К деревне они подошли уже в сумерках. На правом, возвышенном берегу Чесны темнели три десятка изб, выстроившихся вдоль изгиба речки одним порядком; в окнах мутно желтели огни; на фоне последних бликов заката четко вырисовывались кресты телевизионных антенн. Одна из изб стояла немного на отшибе, крайняя в порядке и чуть ближе к реке. Она была совсем безжизненная, сухая ветла над ней с черными растопыренными ветками точно бы лишний раз подчеркивала вымороченность этого места.
Возле калитки, висевшей на одной верхней петле, Сергей поставил чемоданы на землю и сказал:
— Вот это и есть наш дом.
— И мы с мамой будем здесь жить? — недоверчиво спросила Настена.
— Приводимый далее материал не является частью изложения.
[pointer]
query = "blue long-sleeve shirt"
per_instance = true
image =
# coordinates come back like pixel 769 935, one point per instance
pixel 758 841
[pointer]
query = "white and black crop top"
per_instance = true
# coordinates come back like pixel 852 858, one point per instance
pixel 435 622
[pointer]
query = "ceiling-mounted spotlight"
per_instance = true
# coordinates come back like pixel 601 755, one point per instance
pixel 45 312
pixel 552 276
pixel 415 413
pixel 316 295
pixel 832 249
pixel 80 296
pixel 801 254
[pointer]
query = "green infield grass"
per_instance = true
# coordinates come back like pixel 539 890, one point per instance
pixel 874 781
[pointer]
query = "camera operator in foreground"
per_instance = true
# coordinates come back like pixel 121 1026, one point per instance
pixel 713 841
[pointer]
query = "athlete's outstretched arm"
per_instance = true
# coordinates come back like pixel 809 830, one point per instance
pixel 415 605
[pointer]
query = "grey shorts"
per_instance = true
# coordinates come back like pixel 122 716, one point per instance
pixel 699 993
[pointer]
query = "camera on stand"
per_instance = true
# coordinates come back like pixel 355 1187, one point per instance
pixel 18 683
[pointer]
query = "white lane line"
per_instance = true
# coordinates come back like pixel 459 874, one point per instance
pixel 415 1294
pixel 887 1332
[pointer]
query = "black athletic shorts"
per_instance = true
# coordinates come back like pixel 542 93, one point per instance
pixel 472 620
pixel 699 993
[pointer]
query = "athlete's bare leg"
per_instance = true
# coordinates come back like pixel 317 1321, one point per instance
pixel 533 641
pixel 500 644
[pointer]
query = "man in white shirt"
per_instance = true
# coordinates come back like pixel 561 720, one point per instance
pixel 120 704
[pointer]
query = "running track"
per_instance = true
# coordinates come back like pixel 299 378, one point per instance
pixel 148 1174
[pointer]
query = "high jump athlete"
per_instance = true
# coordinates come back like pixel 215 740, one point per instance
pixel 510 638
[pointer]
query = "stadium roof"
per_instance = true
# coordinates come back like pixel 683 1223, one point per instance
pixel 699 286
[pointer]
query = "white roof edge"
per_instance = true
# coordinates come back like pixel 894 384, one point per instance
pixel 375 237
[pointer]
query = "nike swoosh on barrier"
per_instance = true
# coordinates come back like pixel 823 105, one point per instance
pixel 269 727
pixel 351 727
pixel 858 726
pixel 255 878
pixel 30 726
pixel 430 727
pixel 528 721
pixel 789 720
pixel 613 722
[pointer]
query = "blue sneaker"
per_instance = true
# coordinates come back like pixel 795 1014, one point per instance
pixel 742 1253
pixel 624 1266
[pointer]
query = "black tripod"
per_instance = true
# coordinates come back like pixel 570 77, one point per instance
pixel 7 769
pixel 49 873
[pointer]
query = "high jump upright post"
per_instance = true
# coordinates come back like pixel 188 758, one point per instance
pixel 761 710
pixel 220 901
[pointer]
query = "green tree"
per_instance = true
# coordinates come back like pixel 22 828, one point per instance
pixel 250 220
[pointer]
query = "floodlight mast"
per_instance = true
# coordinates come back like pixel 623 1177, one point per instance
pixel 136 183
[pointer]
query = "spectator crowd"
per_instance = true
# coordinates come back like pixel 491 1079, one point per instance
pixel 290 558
— Если захотите, — ответил Сергей.
Последний раз он приезжал сюда три года назад, хоронил мать. После поминок плотно закрыл ставни, забил все окна и дверь досками и уехал на армейском «уазике», без слов выделенном ему комбатом, хотя от их части до Затопина было не меньше трехсот километров. Пока их машина переваливалась по грунтовке, все оглядывался, гадал, придется ли еще сюда вернуться когда-нибудь.
И вот — пришлось.
Сергей помнил, что топор он тогда сунул под крыльцо, пошарил. Топор оказался на месте. Со скрежетом поддались гвозди. Из дома пахнуло нежитью, тоскливым духом давно покинутого жилья. Свет был обрезан, но на стенке в сенях должна была висеть керосиновая «летучая мышь» — с электричеством в Затопине всегда были перебои, поэтому в каждой избе наготове были свечи и керосиновые лампы. И лампа оказалась на месте, и даже на донышке что-то плескалось. При тусклом свете «летучей мыши» Сергей сорвал доски с окон, настежь распахнул створки, впуская в затхлость дома свежую речную прохладу. Потом в сараюшке набрал древ и затопил печку. Сбегал к Чесне за водой, поставил старый облупленный чайник. Немного повеселело.
И когда поужинали припасенными в Москве консервами и уложили заснувшую прямо за столом Настену на узкую продавленную кушетку в горнице, Сергей внимательно взглянул на жену и повторил:
— Это и есть наш дом. Туалет на улице, школа и магазин на Выселках, в четырех километрах, вода в Чесне, а дрова в сарае. А музыкальная школа, где ты могла бы работать, только в Зарайске. Я понимаю, что не этого ты от жизни ждала, но больше нечего мне тебе предложить. Так что если захочешь вернуться к своим в Орел — так и скажи, я в обиде не буду.
— Дурак ты, Серега, — помолчав, отозвалась она. — По-твоему, я мечтала стать генеральшей? Нет, я мечтала не стать вдовой. Понял?
— Понял.
— Вот и хорошо. А теперь пойдем спать, я уже с ног валюсь.